Еще в школе, сидя на уроках, я придумывал какие-то странные аудиосистемы в виде труб и пытался зарисовать их в тетради. Понятно, что точкой отсчета была история с обещанием системы, и в итоге я все время так или иначе думал о звуке. Кроме того, дома лежали старые каталоги по аудиотехнике 1971—1973 годов и это сразу задало период в будущем поиске. Поскольку я их с удовольствием читал, изучал и разглядывал, то получил определенные знания об аппаратуре тех лет. Да и дизайн этих аппаратов мне был ближе всего. И когда я стал более-менее самостоятельным, началась игра — поиск чего-то в комиссионках, в газете «Из рук в руки», по объявлениям.

— И что же нашлось?

— Первой стала вертушка 1974 года Pioneer PL-12 с тяжелым S-образным тонармом, «березковский» усилитель Sanyo 650, с очень ровным звуком и отключаемым темброблоком, килограммов 12 весом, а колонки у меня постоянно менялись. Помню, неожиданно хороши были Blaupunkt в виде тумбочек, примерно 60-х годов, неожиданно они подошли к японскому усилителю. Были колонки Braun, которые с тех пор я очень люблю, много чего было.

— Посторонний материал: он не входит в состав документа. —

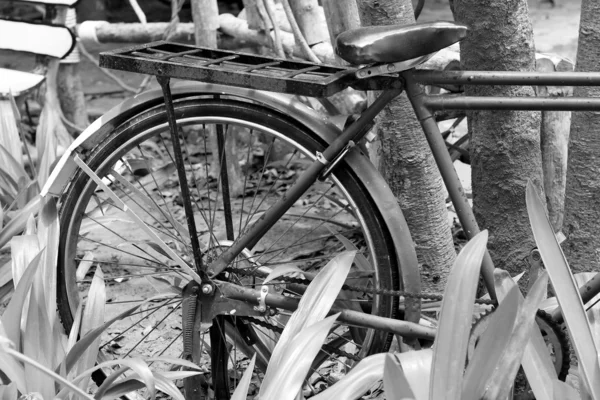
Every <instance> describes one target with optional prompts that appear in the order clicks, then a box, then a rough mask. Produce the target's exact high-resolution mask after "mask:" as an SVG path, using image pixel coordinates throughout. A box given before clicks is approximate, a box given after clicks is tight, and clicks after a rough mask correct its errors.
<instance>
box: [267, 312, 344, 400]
mask: <svg viewBox="0 0 600 400" xmlns="http://www.w3.org/2000/svg"><path fill="white" fill-rule="evenodd" d="M338 316H339V314H335V315H332V316H331V317H328V318H325V319H324V320H322V321H319V322H316V323H314V324H312V325H310V326H309V327H307V328H304V329H303V330H302V331H300V332H299V333H298V334H297V335H296V336H294V337H293V338H292V340H290V341H289V342H288V343H286V346H285V347H283V351H282V352H281V358H280V360H281V361H280V363H279V364H271V363H269V366H268V367H267V373H268V372H269V370H271V371H274V372H272V373H271V374H270V375H268V378H267V374H265V379H263V382H262V385H261V387H260V391H259V396H260V397H261V398H265V399H271V398H272V399H275V398H277V399H279V400H293V399H294V398H296V396H297V394H298V392H299V391H300V388H301V387H302V383H303V382H304V379H305V378H306V376H307V374H308V372H309V370H310V367H311V365H312V362H313V360H314V359H315V357H316V356H317V354H318V353H319V351H320V350H321V347H322V345H323V342H324V341H325V339H327V335H329V331H330V330H331V328H332V327H333V324H334V323H335V320H336V319H337V317H338ZM278 347H280V346H279V343H277V346H276V347H275V351H277V350H278ZM280 348H281V347H280Z"/></svg>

Система: цифровой источник - iPhone 4s, усилитель - Jadis Orchestra, акустические системы Sinus 60, ламповая радиола Bang&Olufsen Grand Prix 610

Я старался все слушать, много ездил по объявлениям, в неделю на три-четыре адреса в течение нескольких лет, так что через меня очень много прошло техники в то время и я во многом разобрался. Слушал тогда в основном винил.

— А другие носители?

— Катушки и кассеты, конечно, были. Катушечный «Юпитер 202» — первый мой аппарат, был когда-то и кассетный «Электроника 302», очень приличный, кстати, поскольку в основе его был магнитофон Telefunken — по дизайну один в один. Кассеты в какой-то момент, как и у всех, были основным музыкальным носителем.

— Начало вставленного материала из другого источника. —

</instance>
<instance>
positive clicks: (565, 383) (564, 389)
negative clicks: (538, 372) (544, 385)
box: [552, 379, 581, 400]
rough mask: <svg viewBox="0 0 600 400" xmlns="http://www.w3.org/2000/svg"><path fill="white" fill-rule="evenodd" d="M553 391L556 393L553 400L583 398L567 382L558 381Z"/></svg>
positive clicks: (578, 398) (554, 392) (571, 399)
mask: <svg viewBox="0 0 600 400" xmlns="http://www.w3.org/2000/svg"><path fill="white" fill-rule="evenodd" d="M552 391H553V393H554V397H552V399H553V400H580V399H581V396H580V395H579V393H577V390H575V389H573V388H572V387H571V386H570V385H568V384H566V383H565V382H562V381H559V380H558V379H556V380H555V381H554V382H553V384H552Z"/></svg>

— А что за музыка была в ходу?

— В школе — какой-нибудь Depeche Mode, это тогда было самое свежее, потом открыл первые альбомы Pink Floyd — до «Meddle», сольники Сида Баррета, потом Can, Screamin’ Jay Hawkins, Брайан Ино. Такого рода музыка. Рок я не слишком жаловал, но вот Бо Дидли, например, любил и до сих пор люблю.

— Как ты стал разбираться в качестве звука?

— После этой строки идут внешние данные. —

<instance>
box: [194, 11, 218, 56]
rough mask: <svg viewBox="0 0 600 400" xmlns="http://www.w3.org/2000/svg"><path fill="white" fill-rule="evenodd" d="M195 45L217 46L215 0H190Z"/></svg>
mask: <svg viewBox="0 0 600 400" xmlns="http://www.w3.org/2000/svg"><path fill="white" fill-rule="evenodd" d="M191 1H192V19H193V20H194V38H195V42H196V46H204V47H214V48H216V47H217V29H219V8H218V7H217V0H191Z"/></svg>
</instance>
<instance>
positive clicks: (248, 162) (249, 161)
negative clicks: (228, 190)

— Ну хотя меня и не отдали в музыкальную школу, но проверяли в детстве слух и сказали, что он очень хороший, почти абсолютный. Думаю, это повлияло на мое отношение к качеству воспроизведения музыки. Тем не менее у меня скорее эмоциональное восприятие звука — «верю» или «не верю». Если я верю этому звуку — значит звук правильный, а если нет — значит аппарат недотянул.

— Не было попыток проанализировать?

— Только в дальнейшем. Работа у меня тоже была связана со звуком. Я трудился на первой независимой студии грамзаписи, потом на «FeeLee-рекордз», потом звукотехником на студии Стаса Намина, там писались «Алиса», «Браво» и много кто еще из наших культовых артистов. И работа на студии показала мне, как это все звучит в оригинале и как пишется. Однако я был ленивым звукотехником и из этой профессии в итоге ушел.

Акустика Sinus 60, которая оказалась в работе в момент нашего интервью, оснащена выносным омниполярным твитером, который устанавливается на верхнюю панель

История с анализом потом пришла по мере работы с людьми — все-таки звук я понимаю именно через людей, их реакцию. А опыт работы на студии дал мне понимание живого звука, как это звучит из контрольных мониторов, в самом боксе.

— А как получилось, что ты начал собирать системы регулярно и консультировать людей?

— Детская мечта неистребима. Я все-время что-то покупал, привозил, менял. Были и «плиты» — горизонтальные музыкальные центры, очень хорошие попадались, я разобрался в разных подходах к звуку. Японский, немецкий и так далее. А в гости ко мне заходили друзья и знакомые, которые, увидев всю эту красоту, просили сделать такое же им. В итоге я им отдавал одно, себе покупал что-то другое и так обеспечивал возможность этой бесконечной игры со сменой компонентов.

— А звучали твои системы всегда по-разному?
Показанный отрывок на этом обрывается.